Multimedialne seminarium z ekono- i socjofizyki

The majority vote (MV) model is a stochastic model for the opinion formation devised as a nonequilibrium version of the Ising model. In its most popular version agents update their opinions at discrete time steps following the opinion of the majority of their neighbors with probability 1-q, where positive q smaller than ½ controls the degree of internal noise. The MV model on regular two- and three-dimensional lattices was shown to exhibit a continuous ordering transition with decreasing q, with the critical exponents belonging to the universality class of the corresponding Ising model. It was also studied and successfully described using the mean-field approximation on various complex networks, in particular on scale-free networks which reflect heterogeneity of human social and economic interactions.
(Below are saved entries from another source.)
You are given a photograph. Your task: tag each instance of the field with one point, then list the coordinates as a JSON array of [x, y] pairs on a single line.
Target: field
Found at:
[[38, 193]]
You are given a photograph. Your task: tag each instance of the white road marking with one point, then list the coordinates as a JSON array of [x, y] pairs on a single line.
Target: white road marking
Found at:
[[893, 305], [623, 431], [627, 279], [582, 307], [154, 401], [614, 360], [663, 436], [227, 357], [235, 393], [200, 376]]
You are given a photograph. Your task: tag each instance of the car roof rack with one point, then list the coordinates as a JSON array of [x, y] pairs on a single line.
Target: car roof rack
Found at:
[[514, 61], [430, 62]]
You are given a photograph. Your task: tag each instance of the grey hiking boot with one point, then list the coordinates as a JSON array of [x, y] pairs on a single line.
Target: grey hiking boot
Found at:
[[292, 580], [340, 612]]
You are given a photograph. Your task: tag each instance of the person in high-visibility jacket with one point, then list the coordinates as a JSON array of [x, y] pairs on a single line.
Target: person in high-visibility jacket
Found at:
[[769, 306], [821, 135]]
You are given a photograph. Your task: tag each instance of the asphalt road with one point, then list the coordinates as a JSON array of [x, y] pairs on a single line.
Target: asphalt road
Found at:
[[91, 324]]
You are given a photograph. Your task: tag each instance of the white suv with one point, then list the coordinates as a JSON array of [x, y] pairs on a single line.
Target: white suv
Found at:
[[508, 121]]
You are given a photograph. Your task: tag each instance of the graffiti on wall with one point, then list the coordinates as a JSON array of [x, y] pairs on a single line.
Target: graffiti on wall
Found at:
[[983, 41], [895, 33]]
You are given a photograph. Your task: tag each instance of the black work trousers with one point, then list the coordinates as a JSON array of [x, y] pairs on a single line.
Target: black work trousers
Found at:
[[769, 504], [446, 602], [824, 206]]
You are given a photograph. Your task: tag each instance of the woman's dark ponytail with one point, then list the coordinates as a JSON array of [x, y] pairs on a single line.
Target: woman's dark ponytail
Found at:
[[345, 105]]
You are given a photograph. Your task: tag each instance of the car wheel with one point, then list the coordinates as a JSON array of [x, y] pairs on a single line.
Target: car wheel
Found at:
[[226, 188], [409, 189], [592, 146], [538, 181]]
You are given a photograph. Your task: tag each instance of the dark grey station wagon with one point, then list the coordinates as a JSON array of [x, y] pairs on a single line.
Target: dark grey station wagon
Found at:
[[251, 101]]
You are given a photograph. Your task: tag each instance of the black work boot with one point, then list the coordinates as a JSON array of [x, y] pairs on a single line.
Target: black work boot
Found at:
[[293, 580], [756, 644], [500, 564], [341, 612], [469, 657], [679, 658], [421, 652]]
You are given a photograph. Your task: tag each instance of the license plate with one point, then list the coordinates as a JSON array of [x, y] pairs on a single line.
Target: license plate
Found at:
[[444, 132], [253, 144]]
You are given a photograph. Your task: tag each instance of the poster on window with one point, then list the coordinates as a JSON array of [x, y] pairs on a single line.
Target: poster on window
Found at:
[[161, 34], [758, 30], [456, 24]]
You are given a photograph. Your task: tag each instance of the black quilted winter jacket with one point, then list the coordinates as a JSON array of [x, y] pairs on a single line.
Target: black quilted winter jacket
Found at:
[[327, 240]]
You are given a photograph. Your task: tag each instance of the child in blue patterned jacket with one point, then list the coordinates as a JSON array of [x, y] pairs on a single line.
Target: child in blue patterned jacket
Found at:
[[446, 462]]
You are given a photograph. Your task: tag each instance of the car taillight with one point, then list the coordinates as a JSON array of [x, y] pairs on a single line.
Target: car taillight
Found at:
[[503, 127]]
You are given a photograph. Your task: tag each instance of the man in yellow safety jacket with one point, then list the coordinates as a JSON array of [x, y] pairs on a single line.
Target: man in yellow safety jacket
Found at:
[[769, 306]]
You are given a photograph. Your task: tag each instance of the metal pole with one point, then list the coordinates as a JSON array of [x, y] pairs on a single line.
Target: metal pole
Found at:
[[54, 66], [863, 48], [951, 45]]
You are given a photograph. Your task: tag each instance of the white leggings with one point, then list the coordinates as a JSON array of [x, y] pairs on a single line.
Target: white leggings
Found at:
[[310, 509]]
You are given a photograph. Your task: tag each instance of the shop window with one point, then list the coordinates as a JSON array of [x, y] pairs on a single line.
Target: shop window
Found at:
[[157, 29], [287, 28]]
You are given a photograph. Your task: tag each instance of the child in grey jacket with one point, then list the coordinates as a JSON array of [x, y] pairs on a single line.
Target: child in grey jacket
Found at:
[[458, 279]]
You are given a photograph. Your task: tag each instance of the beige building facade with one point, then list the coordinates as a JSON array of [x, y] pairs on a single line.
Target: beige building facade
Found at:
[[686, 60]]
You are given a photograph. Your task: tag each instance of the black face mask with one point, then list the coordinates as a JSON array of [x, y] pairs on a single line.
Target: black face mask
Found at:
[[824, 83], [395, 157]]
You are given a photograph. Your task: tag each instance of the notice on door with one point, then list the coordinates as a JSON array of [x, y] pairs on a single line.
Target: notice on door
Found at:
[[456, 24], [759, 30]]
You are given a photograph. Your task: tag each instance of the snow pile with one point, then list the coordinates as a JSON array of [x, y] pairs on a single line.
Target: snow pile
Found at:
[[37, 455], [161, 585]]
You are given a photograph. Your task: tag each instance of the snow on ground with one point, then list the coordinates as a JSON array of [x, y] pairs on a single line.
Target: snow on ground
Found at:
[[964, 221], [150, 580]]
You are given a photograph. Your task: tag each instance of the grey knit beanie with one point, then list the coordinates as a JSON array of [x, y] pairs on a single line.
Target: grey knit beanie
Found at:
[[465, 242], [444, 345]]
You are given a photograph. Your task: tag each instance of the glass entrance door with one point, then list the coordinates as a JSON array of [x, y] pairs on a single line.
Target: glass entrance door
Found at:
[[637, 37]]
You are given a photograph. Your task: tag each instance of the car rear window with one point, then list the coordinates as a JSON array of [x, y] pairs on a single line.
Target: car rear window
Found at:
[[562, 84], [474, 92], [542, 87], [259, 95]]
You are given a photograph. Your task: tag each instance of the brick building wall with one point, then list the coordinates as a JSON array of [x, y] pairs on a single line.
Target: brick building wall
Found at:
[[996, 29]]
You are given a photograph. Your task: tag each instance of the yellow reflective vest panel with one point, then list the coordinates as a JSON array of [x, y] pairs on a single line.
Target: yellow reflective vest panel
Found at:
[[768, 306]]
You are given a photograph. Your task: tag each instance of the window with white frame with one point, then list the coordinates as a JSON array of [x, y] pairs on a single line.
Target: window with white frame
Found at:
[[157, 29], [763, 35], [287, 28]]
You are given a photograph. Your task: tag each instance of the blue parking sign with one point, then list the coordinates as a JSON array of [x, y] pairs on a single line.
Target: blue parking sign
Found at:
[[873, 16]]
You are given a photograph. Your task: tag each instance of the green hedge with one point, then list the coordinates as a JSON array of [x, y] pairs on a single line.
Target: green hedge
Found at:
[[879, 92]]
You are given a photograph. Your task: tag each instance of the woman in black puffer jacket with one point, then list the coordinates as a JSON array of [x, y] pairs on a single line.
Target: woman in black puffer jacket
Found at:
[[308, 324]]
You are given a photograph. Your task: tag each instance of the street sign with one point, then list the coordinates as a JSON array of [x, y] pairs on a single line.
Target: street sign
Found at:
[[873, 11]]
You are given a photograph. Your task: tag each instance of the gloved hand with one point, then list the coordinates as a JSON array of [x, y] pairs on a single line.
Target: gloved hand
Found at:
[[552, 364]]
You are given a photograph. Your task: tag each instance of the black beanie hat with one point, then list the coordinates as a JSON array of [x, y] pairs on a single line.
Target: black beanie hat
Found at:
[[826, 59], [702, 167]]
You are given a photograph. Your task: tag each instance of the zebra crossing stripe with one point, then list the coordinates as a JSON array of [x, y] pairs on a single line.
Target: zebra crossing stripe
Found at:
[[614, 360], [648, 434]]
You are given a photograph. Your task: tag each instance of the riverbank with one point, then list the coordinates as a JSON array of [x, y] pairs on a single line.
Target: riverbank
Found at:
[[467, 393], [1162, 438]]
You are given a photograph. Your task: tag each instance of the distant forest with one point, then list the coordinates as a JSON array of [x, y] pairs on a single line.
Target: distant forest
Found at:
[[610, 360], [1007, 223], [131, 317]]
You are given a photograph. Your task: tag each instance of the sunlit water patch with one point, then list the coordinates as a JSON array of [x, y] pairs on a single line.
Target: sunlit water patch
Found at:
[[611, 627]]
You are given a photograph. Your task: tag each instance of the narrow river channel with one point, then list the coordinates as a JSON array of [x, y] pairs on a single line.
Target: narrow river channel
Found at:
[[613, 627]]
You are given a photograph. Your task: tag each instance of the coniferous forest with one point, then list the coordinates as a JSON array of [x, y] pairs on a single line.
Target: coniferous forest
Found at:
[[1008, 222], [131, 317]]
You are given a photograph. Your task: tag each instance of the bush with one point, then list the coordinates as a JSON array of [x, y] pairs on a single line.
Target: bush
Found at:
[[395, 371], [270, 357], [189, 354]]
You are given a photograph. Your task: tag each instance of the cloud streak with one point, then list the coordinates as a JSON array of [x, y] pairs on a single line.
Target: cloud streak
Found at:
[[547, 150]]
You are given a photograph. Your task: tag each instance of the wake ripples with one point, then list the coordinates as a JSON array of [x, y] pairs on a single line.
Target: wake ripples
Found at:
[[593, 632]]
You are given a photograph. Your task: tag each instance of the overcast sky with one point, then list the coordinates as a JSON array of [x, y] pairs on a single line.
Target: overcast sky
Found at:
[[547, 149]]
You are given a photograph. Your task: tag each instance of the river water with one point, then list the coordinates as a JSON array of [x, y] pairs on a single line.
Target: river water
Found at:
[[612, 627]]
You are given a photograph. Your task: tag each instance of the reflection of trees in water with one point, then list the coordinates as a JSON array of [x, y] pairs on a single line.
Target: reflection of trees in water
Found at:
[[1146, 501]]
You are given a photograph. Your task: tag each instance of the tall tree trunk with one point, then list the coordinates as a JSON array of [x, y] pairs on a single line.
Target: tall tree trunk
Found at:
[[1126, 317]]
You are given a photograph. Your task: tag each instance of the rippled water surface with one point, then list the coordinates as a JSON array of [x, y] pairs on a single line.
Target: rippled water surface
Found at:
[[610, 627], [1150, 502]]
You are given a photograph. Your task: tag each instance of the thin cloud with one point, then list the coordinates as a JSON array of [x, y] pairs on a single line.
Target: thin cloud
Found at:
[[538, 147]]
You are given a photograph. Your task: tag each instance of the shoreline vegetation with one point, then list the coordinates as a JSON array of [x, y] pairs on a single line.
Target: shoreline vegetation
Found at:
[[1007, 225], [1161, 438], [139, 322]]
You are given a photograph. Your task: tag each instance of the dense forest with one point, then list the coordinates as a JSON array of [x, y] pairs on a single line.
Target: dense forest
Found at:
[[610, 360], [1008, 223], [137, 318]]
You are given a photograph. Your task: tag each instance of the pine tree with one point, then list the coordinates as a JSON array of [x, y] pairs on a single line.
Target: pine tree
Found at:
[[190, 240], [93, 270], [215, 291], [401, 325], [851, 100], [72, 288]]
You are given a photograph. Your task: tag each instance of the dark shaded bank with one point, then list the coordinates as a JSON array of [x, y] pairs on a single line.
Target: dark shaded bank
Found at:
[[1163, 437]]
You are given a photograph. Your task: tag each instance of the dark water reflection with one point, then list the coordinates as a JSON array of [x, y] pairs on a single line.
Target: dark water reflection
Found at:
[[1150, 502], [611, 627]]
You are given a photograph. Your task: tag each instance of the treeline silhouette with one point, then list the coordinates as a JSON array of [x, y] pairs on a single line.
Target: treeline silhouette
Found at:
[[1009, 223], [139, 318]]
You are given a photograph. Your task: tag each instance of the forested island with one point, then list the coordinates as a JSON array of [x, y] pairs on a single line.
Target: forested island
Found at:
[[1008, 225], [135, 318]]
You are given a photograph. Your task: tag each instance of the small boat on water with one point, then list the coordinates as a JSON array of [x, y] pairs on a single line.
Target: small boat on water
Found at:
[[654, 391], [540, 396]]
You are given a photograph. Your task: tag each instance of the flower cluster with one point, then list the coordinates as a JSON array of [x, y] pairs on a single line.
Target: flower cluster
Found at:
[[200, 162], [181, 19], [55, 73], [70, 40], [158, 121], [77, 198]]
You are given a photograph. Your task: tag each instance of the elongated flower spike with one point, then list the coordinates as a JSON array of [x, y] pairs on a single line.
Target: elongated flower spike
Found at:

In this seminar the above-mentioned basic facts about the MV model are recollected, and certain new results are presented. First, the studies of the MV model on complex networks are extended to the case of multiplex networks in which the agents interact via different communications channels corresponding to independently generated, heterogeneous layers of the multiplex network and make decisions based on the opinions of the majorities of their neighbors within all layers. This model exhibits ordering transition which is quantitatively correctly described in the mean-field approximation. Second, the MV model on complex networks is investigated in which part of agents are anticonformists who with probability 1-q assume opinions opposite to the majority of their neighbors. Numerical evidence for the possibility of the occurrence of a spin-glass-like transition in this model is provided. Finally, response of the MV model to external periodic stimulation is investigated numerically and using the mean-field approximation. Stochastic resonance is observed, i.e., maximization of the response of the model at non-zero level of internal noise.